While I don't believe that there are only human traders trading this, there are some. They likely believed that the news that JRJC announced is a game changed. The press release reads:
China Finance Online Co. Limited ("China Finance Online", or the "Company"), a leading web-based financial services company that provides Chinese retail investors online access to stocks, commodities and wealth management products, today announced that it has launched China's first independent web-based securities trading platform, "Zhengquantong ("Securities Master")", on the leading financial portals it operates, www.jrj.com and www.stockstar.com. Securities Master is the product of a new strategic partnership China Finance Online has entered into with the largest brokerage firm in China, CITIC Securities Co., Ltd. (SHA: 600030) ("CITIC"), to seamlessly integrate China Finance Online's state-of-the-art, web-based architecture with CITIC's robust trading and settlement system.

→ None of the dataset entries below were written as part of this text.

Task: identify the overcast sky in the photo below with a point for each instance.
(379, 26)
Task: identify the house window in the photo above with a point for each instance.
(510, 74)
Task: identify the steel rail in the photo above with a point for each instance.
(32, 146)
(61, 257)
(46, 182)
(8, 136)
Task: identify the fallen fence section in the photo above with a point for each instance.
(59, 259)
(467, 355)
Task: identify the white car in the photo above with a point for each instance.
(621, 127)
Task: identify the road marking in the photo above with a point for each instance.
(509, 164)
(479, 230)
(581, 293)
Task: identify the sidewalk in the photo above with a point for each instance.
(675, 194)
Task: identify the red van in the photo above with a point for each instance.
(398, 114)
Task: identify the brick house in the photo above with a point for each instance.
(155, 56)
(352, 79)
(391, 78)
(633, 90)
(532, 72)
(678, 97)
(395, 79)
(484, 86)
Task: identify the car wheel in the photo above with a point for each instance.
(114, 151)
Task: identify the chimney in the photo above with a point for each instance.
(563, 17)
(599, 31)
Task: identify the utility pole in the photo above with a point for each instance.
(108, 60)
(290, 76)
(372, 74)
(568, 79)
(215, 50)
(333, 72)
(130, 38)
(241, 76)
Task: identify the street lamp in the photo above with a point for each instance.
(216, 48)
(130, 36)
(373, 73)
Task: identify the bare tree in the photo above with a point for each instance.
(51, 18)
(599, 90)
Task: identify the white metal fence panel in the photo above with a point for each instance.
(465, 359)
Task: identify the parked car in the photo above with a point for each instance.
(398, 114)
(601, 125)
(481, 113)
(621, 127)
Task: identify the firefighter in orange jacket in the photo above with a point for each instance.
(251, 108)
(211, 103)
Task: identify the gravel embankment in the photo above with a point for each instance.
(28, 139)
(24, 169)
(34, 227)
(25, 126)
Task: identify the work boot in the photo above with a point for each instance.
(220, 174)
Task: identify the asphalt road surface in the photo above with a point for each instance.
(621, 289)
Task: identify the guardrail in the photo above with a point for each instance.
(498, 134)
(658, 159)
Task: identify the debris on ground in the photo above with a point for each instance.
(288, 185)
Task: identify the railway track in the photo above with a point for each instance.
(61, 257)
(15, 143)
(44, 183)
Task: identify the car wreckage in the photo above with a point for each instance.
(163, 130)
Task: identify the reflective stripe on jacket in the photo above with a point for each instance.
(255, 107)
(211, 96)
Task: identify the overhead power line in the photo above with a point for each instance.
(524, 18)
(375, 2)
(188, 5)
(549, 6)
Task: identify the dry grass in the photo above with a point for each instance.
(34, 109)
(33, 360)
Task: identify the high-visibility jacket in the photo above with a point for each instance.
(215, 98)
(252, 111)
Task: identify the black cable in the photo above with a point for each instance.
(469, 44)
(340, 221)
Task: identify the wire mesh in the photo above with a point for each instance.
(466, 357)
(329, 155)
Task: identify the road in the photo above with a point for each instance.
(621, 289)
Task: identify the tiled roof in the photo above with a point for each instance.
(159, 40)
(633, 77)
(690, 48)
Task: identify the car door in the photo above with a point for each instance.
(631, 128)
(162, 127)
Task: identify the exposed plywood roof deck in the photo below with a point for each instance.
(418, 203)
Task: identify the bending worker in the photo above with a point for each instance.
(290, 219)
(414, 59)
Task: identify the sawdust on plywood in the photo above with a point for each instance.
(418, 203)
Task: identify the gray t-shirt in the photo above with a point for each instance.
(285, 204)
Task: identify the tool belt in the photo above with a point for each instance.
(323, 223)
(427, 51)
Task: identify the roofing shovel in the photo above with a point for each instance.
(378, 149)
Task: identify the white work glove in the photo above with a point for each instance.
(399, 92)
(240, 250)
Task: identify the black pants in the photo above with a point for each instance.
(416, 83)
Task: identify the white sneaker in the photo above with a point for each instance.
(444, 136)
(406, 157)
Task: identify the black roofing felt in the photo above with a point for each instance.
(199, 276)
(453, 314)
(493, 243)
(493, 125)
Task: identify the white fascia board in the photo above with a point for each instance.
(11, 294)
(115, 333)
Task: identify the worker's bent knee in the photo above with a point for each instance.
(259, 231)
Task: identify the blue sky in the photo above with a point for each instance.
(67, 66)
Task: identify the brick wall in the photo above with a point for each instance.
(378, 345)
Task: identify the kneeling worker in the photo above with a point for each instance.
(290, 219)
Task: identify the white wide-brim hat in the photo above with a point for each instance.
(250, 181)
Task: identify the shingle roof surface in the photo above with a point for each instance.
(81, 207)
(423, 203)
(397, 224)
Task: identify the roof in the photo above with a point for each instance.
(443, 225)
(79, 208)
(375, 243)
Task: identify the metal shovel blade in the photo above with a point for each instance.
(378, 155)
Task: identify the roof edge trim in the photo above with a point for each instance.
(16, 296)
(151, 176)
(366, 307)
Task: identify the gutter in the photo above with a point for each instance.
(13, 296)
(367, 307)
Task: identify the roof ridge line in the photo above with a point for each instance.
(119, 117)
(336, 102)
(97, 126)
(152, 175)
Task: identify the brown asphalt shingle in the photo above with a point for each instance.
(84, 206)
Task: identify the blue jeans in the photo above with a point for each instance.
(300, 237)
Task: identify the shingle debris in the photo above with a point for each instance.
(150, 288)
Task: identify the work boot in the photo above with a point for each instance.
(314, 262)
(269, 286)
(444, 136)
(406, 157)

That sounds bullish. And if that's all you read then it would be bullish. As Citron Research pointed out on Twitter, however, that is not the only story. Citron quoted from the annual report:
Competitors with larger customer base and greater market visibility, such as Alibaba Group (NYSE:BABA), Tencent Holdings Limited (OTCPK:TCEHY) and Baidu, Inc. (NASDAQ:BIDU), recently launched their respective internet-based financial platform which provides financial services similar to that of Yinglibao. In the future, banks and fund management companies may also enter this market and offer similar services to customers. Because of such expected influx of new market entrants, competition in this industry may become more intense. Many of our new competitors, especially Alibaba, Tencent and Baidu, have greater financial and marketing resources than we do. Thus, we may not be able to compete effectively or provide a compelling service alternative for potential customers. Our financial results may suffer as a result.
This clearly sounds more bearish. 3D Analytics also believes that JRJC will pre-announce record earnings any day now. While this may happen, I am skeptical. JRJC pre-announced record revenues on May 9th and reported the Quarter on June 19th. That means that they pre-announced 29 days before the call. JRJC has historically reported second quarter earnings during the second week of September. If they pre-announced it at the same time as before they would have pre-announced already. While I cannot say for certain whether they will or will not pre-announce earnings, it would appear that they would have already pre-announced.
While JRJC is clearly not trading on fundamentals at the moment, it will eventually and when that happens I believe the stock will fall substantially. It has happened before.